Os grandes especuladores que lucraram com o governo Bolsonaro já estão pressionando o novo Governo desde que este foi empossado, manifestando “preocupação” e “pessimismo” em relação às falas de Lula – pelo simples fato de pautar as necessidades básicas do povo brasileiro. Diante disso, o ministro da fazenda, Haddad, anunciou que pretende enviar ainda no primeiro semestre ao Congresso Nacional a proposta de uma nova “âncora fiscal” para tranquilizar os investidores – isto é, uma nova política orçamentária que substituirá o detestado “teto de gastos”.

Haddad tem como um dos principais objetivos no curto prazo reduzir a projeção de déficit nas contas públicas previsto para este ano. Para isso, anunciou que o Governo deve implementar um corte de gastos de R$ 50 bilhões, mas ainda não especificou como isso será efetivado. “O que existe para garantir um Estado fortalecido é a previsibilidade econômica, confiança dos investidores e transparência com as contas públicas” – afirmou o ministro.

Haddad afirmou também que é preciso sair de um pensamento “binário” entre estatal e privado e que tem muita coisa que pode ser feita com a junção de ambos, referindo-se ao modelo de parcerias público privadas (PPPs).

Porém, o “déficit” nominal das contas do Governo é causado por mecanismos de produção de dívida pública sem contrapartida, que consomem 50% do orçamento com juros e amortizações, além dos gastos tributários sem justificativas. Enquanto essa farra dos bancos continua sendo assumida como se fosse uma realidade inevitável, não haverá solução definitiva para o dilema orçamentário, e os investimentos públicos em saúde e educação para a maioria da população continuarão sendo espremidos. Por isso, entendemos que é urgente a mobilização dos estudantes-pesquisadores em torno das pautas que dizem respeito ao orçamento do Governo Federal.

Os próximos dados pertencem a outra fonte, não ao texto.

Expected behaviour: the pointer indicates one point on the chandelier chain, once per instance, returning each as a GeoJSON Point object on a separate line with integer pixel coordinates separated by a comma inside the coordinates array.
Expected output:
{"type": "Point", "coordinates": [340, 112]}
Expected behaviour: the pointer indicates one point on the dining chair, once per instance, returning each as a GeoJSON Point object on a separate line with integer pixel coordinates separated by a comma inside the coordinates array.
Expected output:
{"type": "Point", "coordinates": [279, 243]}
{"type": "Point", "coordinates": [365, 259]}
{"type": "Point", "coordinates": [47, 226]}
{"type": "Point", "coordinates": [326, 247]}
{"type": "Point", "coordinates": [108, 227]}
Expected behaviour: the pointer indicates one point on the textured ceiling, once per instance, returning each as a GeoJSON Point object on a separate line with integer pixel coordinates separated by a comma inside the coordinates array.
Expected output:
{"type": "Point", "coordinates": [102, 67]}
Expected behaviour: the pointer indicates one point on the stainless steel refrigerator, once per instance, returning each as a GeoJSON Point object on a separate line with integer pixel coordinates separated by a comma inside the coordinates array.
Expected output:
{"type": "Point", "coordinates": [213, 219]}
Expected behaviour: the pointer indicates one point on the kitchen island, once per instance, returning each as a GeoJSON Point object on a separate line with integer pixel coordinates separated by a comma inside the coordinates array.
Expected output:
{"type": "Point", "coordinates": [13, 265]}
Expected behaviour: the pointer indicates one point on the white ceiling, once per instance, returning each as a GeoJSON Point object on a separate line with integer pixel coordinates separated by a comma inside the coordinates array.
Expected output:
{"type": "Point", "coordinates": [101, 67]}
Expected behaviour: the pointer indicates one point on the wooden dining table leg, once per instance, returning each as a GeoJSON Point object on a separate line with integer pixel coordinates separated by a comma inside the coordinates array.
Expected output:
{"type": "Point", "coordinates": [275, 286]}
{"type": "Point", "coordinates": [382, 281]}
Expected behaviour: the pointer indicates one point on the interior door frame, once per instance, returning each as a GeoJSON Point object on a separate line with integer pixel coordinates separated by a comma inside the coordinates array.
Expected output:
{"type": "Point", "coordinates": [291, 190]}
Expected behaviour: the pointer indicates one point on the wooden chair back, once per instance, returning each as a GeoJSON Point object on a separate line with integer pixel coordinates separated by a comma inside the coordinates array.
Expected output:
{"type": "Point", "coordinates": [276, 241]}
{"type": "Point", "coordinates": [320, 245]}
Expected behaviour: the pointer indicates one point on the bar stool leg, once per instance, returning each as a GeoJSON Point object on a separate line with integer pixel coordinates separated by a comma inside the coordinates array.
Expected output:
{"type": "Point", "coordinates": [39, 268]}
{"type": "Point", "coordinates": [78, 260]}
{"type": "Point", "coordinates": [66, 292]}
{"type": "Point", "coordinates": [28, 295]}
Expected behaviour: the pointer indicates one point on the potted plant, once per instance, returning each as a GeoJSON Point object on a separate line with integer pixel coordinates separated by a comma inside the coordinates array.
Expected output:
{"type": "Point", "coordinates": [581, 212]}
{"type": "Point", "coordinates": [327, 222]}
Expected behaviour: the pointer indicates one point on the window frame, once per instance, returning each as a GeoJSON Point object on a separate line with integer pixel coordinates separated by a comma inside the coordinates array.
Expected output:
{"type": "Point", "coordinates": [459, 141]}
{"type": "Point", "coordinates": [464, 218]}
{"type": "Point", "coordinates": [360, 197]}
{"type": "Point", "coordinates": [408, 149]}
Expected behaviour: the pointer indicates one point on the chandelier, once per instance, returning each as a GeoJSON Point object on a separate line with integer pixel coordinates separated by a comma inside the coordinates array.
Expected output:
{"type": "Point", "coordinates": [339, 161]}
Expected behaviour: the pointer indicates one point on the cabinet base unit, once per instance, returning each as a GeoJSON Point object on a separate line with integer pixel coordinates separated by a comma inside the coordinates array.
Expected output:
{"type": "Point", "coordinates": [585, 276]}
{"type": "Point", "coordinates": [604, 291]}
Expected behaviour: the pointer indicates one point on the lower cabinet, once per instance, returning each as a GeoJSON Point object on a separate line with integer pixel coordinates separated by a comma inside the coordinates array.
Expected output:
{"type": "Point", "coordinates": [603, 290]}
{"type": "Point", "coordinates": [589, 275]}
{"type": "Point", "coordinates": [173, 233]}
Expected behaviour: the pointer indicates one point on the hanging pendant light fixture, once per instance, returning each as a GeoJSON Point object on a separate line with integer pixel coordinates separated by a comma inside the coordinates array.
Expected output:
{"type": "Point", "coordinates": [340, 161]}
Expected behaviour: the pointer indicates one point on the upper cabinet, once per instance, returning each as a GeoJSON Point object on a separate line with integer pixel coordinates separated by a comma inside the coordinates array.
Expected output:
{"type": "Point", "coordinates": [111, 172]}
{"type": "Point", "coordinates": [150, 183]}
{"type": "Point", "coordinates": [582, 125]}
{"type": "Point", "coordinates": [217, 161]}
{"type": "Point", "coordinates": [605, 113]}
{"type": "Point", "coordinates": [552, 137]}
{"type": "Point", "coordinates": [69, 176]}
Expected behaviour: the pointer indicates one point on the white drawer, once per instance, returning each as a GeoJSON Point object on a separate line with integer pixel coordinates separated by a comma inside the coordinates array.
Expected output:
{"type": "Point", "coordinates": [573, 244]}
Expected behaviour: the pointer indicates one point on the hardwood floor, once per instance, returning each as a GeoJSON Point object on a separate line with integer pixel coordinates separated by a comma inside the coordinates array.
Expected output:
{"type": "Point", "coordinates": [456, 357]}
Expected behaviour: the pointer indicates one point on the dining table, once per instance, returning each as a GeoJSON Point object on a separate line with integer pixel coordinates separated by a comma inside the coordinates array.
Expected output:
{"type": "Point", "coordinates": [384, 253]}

Precisamos continuar construindo um movimento estudantil independente, capaz de vocalizar as nossas próprias pautas e demonstrar que existe um outro lado dessa história – o lado dos estudantes de pós-graduação que trabalham para receber uma bolsa que não serve para sustentar suas necessidades básicas, que não têm quaisquer direitos próprios ou regulamentações e ficam muitas vezes à mercê de hierarquias decrépitas.

Nesse sentido, a APG UFRGS promoveu, ao longo das primeiras duas semanas de aula, passagens em sala de aula, panfletagens, rodas de conversa como parte da campanha por reajuste das bolsas de pós-graduação, associando-a com a necessidade de uma luta constante por mais investimentos na educação pública. Também assinamos a carta da ANPG que afirmava a imperatividade do reajuste das bolsas e convocava uma “blitz” nos gabinetes dos parlamentares em Brasília.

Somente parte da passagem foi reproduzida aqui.